Meaning, if your game follows the same "events", you'd have EXACTLY the same number of promotions AND animals, REGARDLESS of the game speed in use.
But "100 turns in Eternity" is EONS away from "100 turns in Ultrafast" - while leaving you with the SAME "achievements" in promotions and animals (in the copy-situation case).
And even in Blitz, DOUBLE the amount of turns technically means the potential for DOUBLE the amount of promotions and animals.
Which still makes quite a difference, even so.
Hence, really, I don't see how one speed SCALES to another speed for "debugging" the actual gameplay - it just doesn't.
 
Hence, really, I don't see how one speed SCALES to another speed for "debugging" the actual gameplay - it just doesn't.
Well I don't have to explain to you the benefit of having a very fast gamespeed to test out changes and see if it works as intended or not, e.g. see how a specific code change to AI affect the AI in the short and long run.

But here's an example, let's say I modified the the AI with the intent of making them better at getting folklores from hunting; well sometimes it is hard to gauge the effect of the code changes without having an initial turn 0 save start and run e.g. 100 turns without the code change 10 times from the same save; and then 100 turns with the code change 10 times from the same save. If I were to do the same test on Normal game speed I would have to run 400 turns 20 times which is 8000 turns, but the fastest gamespeed this test is only 2000 turns of testing.

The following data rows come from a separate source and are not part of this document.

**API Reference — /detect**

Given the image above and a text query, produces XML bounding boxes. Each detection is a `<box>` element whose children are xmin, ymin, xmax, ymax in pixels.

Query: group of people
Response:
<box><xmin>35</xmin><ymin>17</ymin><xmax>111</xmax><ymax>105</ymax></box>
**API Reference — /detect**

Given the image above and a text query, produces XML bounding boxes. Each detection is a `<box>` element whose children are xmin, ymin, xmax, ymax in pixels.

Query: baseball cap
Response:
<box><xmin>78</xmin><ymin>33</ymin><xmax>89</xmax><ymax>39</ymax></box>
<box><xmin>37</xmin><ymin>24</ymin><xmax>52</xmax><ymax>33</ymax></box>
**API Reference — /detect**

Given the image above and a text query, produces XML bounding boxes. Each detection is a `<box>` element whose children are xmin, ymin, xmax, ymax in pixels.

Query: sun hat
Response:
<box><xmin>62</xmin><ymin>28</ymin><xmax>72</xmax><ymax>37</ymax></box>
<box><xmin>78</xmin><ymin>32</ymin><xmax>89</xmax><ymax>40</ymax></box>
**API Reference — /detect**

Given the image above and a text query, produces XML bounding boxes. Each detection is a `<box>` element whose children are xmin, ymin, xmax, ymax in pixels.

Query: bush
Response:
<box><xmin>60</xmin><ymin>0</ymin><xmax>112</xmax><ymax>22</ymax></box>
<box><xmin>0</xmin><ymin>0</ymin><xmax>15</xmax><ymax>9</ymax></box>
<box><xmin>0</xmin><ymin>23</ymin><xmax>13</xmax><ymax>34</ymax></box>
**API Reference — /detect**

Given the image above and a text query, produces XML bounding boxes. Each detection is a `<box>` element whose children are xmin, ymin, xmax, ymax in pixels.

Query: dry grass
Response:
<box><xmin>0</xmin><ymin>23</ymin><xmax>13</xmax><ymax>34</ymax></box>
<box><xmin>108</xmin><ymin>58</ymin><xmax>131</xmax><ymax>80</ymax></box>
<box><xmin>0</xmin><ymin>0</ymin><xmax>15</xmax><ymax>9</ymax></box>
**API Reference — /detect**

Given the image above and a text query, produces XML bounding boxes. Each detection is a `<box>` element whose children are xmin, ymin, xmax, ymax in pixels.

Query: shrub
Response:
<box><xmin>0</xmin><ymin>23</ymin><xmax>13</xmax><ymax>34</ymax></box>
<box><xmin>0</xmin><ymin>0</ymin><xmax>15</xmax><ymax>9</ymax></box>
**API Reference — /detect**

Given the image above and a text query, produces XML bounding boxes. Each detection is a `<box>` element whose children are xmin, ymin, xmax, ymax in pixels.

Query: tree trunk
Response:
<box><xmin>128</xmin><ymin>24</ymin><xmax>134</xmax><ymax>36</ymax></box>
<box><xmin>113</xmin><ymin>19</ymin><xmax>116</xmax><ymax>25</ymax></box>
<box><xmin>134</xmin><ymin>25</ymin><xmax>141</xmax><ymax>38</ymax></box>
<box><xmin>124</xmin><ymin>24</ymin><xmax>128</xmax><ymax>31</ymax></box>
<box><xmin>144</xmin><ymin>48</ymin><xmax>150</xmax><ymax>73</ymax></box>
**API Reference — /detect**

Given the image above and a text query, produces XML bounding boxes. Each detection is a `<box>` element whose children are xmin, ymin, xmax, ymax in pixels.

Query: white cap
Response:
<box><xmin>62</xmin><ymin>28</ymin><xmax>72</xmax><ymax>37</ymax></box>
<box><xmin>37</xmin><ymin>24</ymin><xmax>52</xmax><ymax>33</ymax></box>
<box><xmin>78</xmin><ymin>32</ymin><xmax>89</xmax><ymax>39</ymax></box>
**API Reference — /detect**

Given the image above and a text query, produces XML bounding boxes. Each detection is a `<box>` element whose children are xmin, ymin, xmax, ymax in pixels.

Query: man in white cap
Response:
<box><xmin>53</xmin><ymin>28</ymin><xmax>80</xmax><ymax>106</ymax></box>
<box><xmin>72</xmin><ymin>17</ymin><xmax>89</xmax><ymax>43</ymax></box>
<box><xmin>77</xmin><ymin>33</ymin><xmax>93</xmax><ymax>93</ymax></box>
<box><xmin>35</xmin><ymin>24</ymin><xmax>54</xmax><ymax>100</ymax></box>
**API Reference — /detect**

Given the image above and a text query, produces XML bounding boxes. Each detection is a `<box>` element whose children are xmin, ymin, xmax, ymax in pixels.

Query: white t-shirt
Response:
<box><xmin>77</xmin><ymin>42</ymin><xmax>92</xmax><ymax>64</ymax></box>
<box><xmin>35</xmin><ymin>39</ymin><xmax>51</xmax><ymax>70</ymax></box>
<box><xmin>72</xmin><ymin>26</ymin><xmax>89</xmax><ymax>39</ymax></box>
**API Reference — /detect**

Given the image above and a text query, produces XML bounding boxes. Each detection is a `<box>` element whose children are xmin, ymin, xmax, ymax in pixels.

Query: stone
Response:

Logging can often be implemented to observe the actual thing one is interested in so one can look over the log to see if AI were more effective at city conquest with some code changes than they are without the code change after having run a couple different games multiple times with and without the code change and look at the average effect of the change.
Some times I just want a game that has reached a specific tech point in a natural game so I run AI autoplay in 100 turn intervals until the tech has been reached and then I can manually play from there and observe AI turn from turn and see if some tech unlocked mechanic works as it should for both the player and the AI.

That's my last attempt to explain to you why we added the ultrafast gamespeed for development reasons.
 
Well I don't have to explain to you the benefit of having a very fast gamespeed to test out changes and see if it works as intended or not, e.g. see how a specific code change to AI affect the AI in the short and long run.
Dude, we aren't fighting, eh?
I'm just saying that CERTAIN (obviously not ALL) features utterly fail to scale properly via "turn number increase" - while some OTHERS do it absolutely alright.
That's it, nothing more.
Never mind, okay?
 
Dude, we aren't fighting, eh?
I'm just saying that CERTAIN (obviously not ALL) features utterly fail to scale properly via "turn number increase" - while some OTHERS do it absolutely alright.
That's it, nothing more.
Never mind, okay?
^^ We are not fighting, but you were challenging my statement about ultrafast being added in for testing purposes, it's usefulness for mod development, I couldn't not react to it.
I guess the conversation started around whether ultrafast was a good speed for newcomers to start out with (which I for several reasons don't think it is).
 
The most useful thing about faster game speeds for this is if you're testing something that comes into play in later eras. That way you can get to the part you want to work on sooner.